Qualche mese fa si è stufata. E, come tradizione, non l'ha mandato a dire. Si è riavvicinata al padre sul fronte politico, andando persino nell'arena di Ballarò (con ottimi risultati) per difenderlo. Ma l'ha messo in croce su quello societario. Rottamando Adriano Galliani, uno dei massimi esponenti del cerchio magico del Cavaliere, e facendo capire urbi et orbi che di star stretta anche nella stanza dei bottoni dei rossoneri. Le acque, insomma, sono già agitate.
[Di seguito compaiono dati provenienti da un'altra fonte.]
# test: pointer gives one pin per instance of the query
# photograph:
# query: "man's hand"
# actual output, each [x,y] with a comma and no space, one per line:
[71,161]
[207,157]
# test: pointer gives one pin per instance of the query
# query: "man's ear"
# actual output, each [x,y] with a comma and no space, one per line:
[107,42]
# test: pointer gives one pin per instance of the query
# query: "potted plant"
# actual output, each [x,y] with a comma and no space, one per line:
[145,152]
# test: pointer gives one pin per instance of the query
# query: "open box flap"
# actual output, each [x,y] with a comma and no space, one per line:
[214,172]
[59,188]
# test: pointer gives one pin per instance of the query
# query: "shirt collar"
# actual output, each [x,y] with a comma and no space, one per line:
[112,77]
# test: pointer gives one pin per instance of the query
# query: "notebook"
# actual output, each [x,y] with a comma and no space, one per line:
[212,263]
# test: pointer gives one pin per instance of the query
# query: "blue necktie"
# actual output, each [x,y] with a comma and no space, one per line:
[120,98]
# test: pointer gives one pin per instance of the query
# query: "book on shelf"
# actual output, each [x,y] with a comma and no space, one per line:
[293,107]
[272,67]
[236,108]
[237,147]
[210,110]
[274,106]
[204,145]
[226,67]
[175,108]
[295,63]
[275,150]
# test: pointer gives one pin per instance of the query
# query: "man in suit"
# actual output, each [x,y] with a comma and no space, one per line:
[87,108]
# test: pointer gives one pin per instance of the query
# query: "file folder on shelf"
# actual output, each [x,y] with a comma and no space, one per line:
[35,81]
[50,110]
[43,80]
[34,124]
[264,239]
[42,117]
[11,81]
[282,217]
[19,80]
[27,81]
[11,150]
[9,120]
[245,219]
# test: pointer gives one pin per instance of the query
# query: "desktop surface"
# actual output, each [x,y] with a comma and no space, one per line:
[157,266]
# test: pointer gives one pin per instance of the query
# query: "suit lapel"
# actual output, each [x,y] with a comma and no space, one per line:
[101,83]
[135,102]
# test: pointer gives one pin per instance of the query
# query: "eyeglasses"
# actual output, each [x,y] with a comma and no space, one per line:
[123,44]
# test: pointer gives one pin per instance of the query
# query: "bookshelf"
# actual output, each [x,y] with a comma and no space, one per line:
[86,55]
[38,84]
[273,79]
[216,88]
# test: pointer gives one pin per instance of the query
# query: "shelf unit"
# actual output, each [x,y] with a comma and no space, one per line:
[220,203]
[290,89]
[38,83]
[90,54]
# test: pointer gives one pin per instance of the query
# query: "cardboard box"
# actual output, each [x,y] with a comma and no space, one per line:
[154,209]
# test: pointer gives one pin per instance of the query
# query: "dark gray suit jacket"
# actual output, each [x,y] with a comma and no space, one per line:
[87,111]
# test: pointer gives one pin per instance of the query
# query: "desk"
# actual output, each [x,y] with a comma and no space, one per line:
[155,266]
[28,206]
E a trasformare il meteo in burrasca potrebbe essere proprio la sfida per il dopo-Silvio alla guida del centrodestra. I falchi di Forza Italia stanno da tempo tirando per la giacchetta Marina, offrendolo la guida del partito in caso di elezioni. Lei ha sempre formalmente respinto al mittente le avances («il mio posto è in azienda») ma nella sostanza ha mosso più di un passo in direzione Roma. Come in occasione del voto del Senato sulla decadenza, quando è uscita con un comunicato di condanna - «una leonessa», ha detto il papà - che sapeva più di manifesto politico che di sfogo filiale. Il trasloco di Marina a Palazzo Grazioli spalancherebbe le porte per l'Opa di Barbara su Fininvest.

Sistemando in linea teorica tutti i tasselli e riportando la pace ad Arcore (Eleonora, sua sorella minore, non pare orientata a lavorare nelle aziende di famiglia mentre Luigi si sta facendo le ossa in finanza con Doris). Ma il tam-tam di Villa San Martino batte anche un'altra voce mai confermata: quella di un possibile interesse di Barbara per la politica. Lei, laureata in filosofia con 110 e lode con una tesi su Amartya Sen, al tema è interessata. Ha stuzzicato il Cavaliere negli anni scorsi sostenendo di appreZZare Renzi.

E ora, per una sorta di nemesi storica, potrebbe essere la sua rivale alle prossime elezioni. Fantapolitica? Può darsi. Ma il Cavaliere ha abituato tutti alle sorprese.